It is estimated that Australians spend more than $1 billion on cosmetic surgical procedures every year and more per capita than the United States.
The Australasian Society of Aesthetic Plastic Surgeons (ASAPS) has recently launched an important industry campaign, aimed at informing Australian market, titled Know the Difference.
ASAPS launched this national campaign to help educate consumers on the vital importance of knowing the difference between a registered Specialist Plastic Surgeon and those who portray themselves as Cosmetic Surgeons. A Cosmetic Surgeon is a fabricated title that is not recognised by regulators in either Australia or New Zealand.
The Know the Difference campaign is also calling for greater regulatory industry oversight in Australia to help clarify the difference (which can be confusing) for the general public.
Goals of the Know the Difference campaign
While registered plastic surgeons require eight to 12 years of medical training, in addition to a lifetime of ongoing learning, ASAPS president Rob Sheen said doctors could moonlight as “cosmetic surgeons”, enabling them to tap into the booming and lucrative cosmetic surgery market.
“The result of that is these practitioners don’t have proper training to the level of a specialist- so they are creating a lot of patient harm,” Dr Sheen said.
ASAPS Members Regularly Fixing “botched jobs”
Amid a surge in demand for aesthetic cosmetic surgery, a survey of ASAPS members illustrated that one in 10 plastic surgeons had found themselves having to fix “botched jobs”.
Based on this and other findings, ASAPS has begun important discussions with the corporate watchdog in an attempt to have the title “cosmetic surgeon” banned.’
ASAPS – Surgeon Checker
The Know The Difference campaign also includes a Surgeon Checker where consumers can search for their surgeon in the Royal Australian College of Surgeons (RACS) database to confirm their qualifications.
Research undertaken by ASAPS – Cosmetic Surgery and Non-surgical Complications – undertaken in 2019 also found that up to 60 per cent of cosmetic surgery patients would have chosen differently – had they known their doctor was not a qualified plastic surgeon.

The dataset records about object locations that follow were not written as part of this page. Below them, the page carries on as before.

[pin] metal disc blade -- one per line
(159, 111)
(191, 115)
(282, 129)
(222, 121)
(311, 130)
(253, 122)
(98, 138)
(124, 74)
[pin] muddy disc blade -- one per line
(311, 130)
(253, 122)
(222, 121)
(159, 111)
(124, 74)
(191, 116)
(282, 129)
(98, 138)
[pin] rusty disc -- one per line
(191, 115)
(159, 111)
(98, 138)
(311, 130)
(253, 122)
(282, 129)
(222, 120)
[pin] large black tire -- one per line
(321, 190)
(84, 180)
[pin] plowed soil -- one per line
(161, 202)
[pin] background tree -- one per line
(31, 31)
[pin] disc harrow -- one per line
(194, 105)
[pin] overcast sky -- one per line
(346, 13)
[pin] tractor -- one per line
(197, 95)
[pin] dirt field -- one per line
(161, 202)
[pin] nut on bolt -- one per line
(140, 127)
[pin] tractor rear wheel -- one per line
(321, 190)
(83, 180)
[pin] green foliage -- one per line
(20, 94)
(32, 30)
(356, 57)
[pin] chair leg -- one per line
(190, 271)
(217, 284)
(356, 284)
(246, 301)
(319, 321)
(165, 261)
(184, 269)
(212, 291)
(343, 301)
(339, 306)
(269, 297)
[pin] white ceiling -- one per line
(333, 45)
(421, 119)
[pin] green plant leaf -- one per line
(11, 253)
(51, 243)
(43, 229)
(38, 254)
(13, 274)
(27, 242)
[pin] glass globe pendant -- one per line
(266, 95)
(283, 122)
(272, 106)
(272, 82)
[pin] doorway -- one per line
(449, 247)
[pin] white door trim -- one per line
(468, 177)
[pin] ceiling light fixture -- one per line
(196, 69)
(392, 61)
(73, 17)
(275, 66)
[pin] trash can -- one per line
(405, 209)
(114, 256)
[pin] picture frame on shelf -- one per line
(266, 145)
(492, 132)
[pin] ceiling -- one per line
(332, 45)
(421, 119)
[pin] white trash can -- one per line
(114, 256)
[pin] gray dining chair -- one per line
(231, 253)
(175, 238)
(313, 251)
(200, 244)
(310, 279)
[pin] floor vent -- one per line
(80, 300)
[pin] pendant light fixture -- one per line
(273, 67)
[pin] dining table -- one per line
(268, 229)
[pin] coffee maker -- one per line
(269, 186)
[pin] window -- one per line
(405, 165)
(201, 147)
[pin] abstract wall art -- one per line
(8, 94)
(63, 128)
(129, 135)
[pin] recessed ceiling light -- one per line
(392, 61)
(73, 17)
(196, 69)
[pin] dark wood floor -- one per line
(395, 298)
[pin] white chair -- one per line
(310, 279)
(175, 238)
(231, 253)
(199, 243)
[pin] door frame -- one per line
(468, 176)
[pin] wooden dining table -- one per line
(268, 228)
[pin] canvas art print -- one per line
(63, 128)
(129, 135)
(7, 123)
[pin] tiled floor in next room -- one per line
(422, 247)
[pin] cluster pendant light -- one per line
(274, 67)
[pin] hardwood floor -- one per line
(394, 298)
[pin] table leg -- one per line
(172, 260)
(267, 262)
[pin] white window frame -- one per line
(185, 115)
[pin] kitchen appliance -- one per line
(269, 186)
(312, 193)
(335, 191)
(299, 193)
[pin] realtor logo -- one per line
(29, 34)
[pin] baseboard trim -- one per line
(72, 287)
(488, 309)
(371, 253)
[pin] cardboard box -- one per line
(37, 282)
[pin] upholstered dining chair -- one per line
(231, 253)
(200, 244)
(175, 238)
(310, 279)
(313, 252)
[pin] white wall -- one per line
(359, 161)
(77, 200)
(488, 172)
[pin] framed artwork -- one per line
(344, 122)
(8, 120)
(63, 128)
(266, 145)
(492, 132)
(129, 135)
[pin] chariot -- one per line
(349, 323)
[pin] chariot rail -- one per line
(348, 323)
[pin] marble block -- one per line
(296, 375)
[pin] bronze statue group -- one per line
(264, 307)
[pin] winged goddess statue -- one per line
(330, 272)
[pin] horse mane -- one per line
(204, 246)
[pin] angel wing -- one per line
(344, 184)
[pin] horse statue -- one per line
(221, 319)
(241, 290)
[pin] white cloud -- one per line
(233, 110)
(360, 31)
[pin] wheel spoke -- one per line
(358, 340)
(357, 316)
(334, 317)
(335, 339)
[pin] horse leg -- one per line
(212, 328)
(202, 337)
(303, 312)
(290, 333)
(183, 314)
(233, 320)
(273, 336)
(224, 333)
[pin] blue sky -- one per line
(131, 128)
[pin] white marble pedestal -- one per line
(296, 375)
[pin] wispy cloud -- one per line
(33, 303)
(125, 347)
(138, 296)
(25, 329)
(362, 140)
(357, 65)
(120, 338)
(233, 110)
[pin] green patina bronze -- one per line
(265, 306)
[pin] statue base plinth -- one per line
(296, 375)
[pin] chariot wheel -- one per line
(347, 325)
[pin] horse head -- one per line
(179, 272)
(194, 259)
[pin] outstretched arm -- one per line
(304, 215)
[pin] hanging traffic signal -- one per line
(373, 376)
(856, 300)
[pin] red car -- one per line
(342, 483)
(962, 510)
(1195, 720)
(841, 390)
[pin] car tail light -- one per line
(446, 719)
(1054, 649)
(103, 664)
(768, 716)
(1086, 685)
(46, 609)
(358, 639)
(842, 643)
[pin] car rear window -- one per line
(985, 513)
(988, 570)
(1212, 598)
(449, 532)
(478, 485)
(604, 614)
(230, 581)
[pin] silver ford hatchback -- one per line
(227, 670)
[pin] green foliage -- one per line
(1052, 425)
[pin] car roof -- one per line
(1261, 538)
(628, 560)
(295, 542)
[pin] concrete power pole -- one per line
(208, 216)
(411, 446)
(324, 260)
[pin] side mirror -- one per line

Only doctors registered as specialists in the recognised specialty of ‘plastic surgery’ can call themselves plastic surgeons. Those with no specialist surgical registration portray themselves as surgeons by using the title ‘cosmetic surgeon’, and some of them are putting patients at serious risk.
ASAPS is hoping the Know the Difference campaign will help consumers make informed decisions when choosing a practitioner.